図7に示すように、監視サーバ21は、制御部13による渋滞検出機能実行から車両検出機能実行に切替えるにあたり、管理者の手入力での切り替え指示、あるいは予め設定したある一定周期での死活監視タイミングで自動的に行うものとする。
【0040】
図7において、まず、死活監視タイミングが到来するか、管理者による切り替え指示があると(ステップS201“YES”)、監視サーバ21は、端末装置(制御部13)に対し、ネットワークカメラ14経由で切り替え指令を送信する(ステップS202)。
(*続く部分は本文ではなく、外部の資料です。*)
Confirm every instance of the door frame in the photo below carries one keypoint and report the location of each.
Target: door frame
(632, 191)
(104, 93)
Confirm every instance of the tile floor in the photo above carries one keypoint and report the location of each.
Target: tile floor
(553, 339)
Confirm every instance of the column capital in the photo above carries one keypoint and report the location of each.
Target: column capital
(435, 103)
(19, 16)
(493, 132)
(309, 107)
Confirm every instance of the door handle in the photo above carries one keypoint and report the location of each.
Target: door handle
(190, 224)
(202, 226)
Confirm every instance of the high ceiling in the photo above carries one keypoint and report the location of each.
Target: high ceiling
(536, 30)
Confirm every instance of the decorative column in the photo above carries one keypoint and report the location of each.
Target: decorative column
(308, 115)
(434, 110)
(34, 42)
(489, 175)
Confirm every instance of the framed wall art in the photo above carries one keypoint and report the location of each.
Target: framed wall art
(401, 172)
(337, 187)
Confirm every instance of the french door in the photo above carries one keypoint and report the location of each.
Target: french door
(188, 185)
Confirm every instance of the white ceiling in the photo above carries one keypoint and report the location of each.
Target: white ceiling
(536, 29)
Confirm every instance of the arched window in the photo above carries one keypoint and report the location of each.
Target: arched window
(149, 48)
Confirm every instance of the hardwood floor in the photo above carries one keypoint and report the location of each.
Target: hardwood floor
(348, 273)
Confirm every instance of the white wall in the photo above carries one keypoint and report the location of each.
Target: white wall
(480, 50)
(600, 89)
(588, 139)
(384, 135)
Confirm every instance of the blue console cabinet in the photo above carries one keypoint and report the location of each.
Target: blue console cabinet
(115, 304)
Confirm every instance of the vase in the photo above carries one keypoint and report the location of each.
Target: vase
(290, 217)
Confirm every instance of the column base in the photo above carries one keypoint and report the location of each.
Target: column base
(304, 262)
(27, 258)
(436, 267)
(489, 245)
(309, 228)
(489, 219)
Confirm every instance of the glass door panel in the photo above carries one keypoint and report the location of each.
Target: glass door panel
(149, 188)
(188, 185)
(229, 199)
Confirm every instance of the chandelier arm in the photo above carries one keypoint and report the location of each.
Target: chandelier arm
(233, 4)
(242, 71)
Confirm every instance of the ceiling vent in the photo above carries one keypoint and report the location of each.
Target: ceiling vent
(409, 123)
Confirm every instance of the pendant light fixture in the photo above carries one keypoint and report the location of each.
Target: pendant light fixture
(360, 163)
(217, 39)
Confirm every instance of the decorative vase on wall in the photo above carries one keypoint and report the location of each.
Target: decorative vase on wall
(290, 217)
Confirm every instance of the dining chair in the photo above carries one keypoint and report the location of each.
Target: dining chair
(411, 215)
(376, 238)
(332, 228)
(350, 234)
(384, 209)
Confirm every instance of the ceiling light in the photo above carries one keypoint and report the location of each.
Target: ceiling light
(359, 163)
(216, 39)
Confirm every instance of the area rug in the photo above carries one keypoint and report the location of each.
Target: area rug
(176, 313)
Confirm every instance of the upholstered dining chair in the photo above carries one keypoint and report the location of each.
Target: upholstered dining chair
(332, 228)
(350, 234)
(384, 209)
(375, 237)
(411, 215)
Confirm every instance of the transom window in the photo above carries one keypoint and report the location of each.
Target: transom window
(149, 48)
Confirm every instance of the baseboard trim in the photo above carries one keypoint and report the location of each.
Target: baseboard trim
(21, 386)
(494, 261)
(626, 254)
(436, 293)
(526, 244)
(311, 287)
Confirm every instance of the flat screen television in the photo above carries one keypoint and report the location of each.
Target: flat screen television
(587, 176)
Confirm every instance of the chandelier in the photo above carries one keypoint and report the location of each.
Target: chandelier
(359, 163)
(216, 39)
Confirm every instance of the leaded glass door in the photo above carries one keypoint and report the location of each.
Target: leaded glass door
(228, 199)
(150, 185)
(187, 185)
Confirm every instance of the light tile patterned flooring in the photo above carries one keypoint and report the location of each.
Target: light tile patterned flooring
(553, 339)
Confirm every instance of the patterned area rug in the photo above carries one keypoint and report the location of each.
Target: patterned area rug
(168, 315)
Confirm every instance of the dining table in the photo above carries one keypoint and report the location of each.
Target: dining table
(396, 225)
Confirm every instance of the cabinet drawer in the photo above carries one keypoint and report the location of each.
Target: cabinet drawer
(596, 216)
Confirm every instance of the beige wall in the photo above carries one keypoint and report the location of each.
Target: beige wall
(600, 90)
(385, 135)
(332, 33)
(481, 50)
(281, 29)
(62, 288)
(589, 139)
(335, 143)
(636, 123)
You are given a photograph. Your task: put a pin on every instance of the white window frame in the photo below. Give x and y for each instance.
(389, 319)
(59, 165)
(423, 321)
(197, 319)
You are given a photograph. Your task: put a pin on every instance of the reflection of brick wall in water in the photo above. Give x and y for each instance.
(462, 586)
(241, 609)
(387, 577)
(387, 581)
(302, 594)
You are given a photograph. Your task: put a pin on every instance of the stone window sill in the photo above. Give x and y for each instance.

なお、管理者による切り替え指示がない場合、あるいは死活監視タイミングでない場合は(ステップS201“NO”)、待ち状態となりステップS201の処理に戻る。
【0041】
監視サーバ21からネットワークカメラ14経由で切り替え指示を受信した端末装置10(制御部13)は、車両検出部133の動作モードを、渋滞検出から車両検出に切替える。すなわち、選択回路131が車両検出部133を選択し、OR回路134経由で車両検出結果を監視サーバ21へ送信する。このとき、監視サーバ21は、ネットワークカメラ14経由で送信される車両検出結果が所定時間内に受信できるか否かを監視しており(ステップS203)、所定時間内に車両情報の送信があった場合(ステップS203“YES”)、レーザスキャナセンサ12の動作は正常であると判定する。また、監視サーバ21は、切り替え指令を送信し、送信後、制御部13からネットワークカメラ14か経由で所定時間内に車両情報の送信がない場合(ステップS203“NO”)、レーザスキャナセンサ12が異常であると判定し(ステップS204)、故障発生のアラームを出力して管理者にレーザスキャナセンサ12の交換、または修理を促す(ステップS205)。
【0042】
以上説明のように本実施形態の死活監視システム2によれば、監視サーバ21が、端末装置10に対し、ネットワークカメラ14経由で動作モードの切り替え指令(渋滞検出部132から車両検出部133へ)を送信し、車両検出情報の到来を待ってレーザスキャナセンサ12の死活監視を行う。したがって、任意、あるいは定期的にセンサの死活監視を行なうことでセンサの故障状況を確実に検出することができる。
【0043】
以上、本発明の好ましい実施形態について詳述したが、本発明の技術的範囲は上記実施形態に記載の範囲には限定されないことは言うまでもない。上記実施形態に、多様な変更または改良を加えることが可能であることが当業者に明らかである。またその様な変更または改良を加えた形態も本発明の技術的範囲に含まれ得ることが、特許請求の範囲の記載から明らかである。